How does the S&P 500 performance-trigger strategy work, and when does it credit interest?

The S&P 500 performance-trigger strategy credits a flat 7% declared rate whenever the index finishes the year flat or positive—even if the index return is 0%. If the index goes negative, no interest is credited, but your principal remains protected. This declared rate is set at contract issue and applies for the entire withdrawal charge period, offering predictable growth in sideways or rising markets without requiring strong index performance.

What are the surrender terms, and how does the Market Value Adjustment apply on MarketSeven?

MarketSeven has a seven-year surrender schedule starting at 9% in year one and declining to 3.5% in year seven. Any withdrawal exceeding the 10% annual free-withdrawal amount triggers both a surrender charge and a Market Value Adjustment (MVA) on the excess portion. The MVA adjusts your withdrawal value based on interest-rate changes since issue, potentially reducing or increasing the amount you receive during the surrender period.

How do the Guaranteed Accumulation Value Benefit and Minimum Guaranteed Contract Rate provisions protect my principal?

The Guaranteed Accumulation Value Benefit ensures your accumulation value will be at least 107% of total premiums (less withdrawals) at the end of year seven. The Minimum Guaranteed Contract Rate (MGCR) guarantees your account value will be no less than 87.5% of initial premium (adjusted for withdrawals) at the 10-year anniversary. Both provisions offer downside protection independent of index performance, ensuring minimum growth even in prolonged flat markets.

Does EquiTrust MarketSeven levy annual contract, mortality, or administrative fees?

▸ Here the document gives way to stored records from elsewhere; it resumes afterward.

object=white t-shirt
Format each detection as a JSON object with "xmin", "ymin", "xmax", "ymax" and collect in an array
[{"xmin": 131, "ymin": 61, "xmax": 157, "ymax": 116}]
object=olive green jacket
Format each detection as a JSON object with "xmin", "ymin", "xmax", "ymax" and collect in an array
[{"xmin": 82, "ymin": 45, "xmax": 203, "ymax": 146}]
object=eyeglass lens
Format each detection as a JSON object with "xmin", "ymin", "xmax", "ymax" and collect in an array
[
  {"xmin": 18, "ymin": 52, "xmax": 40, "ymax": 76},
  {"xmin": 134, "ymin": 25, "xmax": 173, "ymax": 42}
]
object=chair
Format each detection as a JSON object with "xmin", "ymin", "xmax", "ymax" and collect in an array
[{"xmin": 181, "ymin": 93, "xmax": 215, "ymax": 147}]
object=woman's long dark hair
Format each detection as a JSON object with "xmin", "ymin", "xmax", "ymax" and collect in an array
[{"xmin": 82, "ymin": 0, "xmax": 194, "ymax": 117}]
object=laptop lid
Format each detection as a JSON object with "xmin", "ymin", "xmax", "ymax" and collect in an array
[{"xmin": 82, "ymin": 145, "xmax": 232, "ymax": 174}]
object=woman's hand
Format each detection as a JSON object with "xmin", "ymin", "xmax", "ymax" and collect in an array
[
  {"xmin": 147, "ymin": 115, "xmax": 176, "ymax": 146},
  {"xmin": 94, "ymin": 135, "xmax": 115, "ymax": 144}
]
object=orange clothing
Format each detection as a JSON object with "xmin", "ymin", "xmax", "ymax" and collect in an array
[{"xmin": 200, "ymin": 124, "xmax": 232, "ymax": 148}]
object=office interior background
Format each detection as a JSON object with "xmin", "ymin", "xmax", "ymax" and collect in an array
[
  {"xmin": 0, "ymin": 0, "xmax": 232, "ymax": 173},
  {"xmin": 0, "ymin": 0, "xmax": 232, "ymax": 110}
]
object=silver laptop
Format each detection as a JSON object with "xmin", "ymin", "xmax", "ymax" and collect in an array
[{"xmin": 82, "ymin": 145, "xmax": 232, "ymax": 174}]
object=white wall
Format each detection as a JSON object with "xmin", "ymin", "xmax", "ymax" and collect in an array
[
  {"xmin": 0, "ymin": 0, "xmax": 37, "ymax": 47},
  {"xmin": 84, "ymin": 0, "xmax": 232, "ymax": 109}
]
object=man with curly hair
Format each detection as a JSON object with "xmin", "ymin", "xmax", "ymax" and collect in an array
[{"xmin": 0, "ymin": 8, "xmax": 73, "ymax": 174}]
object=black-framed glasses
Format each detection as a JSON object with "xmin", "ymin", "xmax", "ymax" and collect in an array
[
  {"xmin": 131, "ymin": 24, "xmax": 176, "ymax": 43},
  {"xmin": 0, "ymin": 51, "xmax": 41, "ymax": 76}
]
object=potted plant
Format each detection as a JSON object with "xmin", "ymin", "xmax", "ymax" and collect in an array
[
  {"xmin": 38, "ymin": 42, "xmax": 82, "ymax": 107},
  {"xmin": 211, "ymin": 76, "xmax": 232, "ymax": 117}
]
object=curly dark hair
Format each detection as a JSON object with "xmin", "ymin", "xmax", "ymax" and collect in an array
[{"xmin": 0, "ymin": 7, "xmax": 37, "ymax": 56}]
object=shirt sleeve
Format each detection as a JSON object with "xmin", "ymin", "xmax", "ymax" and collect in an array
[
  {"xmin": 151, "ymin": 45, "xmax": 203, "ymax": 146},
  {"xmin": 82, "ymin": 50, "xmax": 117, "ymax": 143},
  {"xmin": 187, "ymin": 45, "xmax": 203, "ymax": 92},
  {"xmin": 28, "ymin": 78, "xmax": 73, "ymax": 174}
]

No. MarketSeven charges no annual contract fees, no mortality and expense charges, and no administrative fees. The only ongoing cost is the optional 1% annual fee if you elect one of the two Rate Buy-Up strategies (11.5% cap or 65% participation on the S&P 500). All other strategies, including the nursing home and terminal illness waivers, are included at no additional charge.

Who should consider MarketSeven, and who is better served by a different product?

MarketSeven suits buyers who want straightforward accumulation with competitive caps and participation rates, no rider complexity, and EquiTrust's B++ AM Best rating. It works well for those prioritizing crediting potential and simplicity over insurer rating. Buyers seeking higher financial-strength ratings, income riders, or shorter surrender periods should compare alternatives. Those wanting upfront bonuses may prefer EquiTrust's MarketTen or MarketPower, though those products offer lower ongoing caps in exchange.

Educational only, not individualized financial advice or a recommendation. Annuity guarantees are backed by the issuing carrier's claims-paying ability and are not FDIC insured. Live tools are illustrative and should be confirmed against a formal carrier illustration before purchase.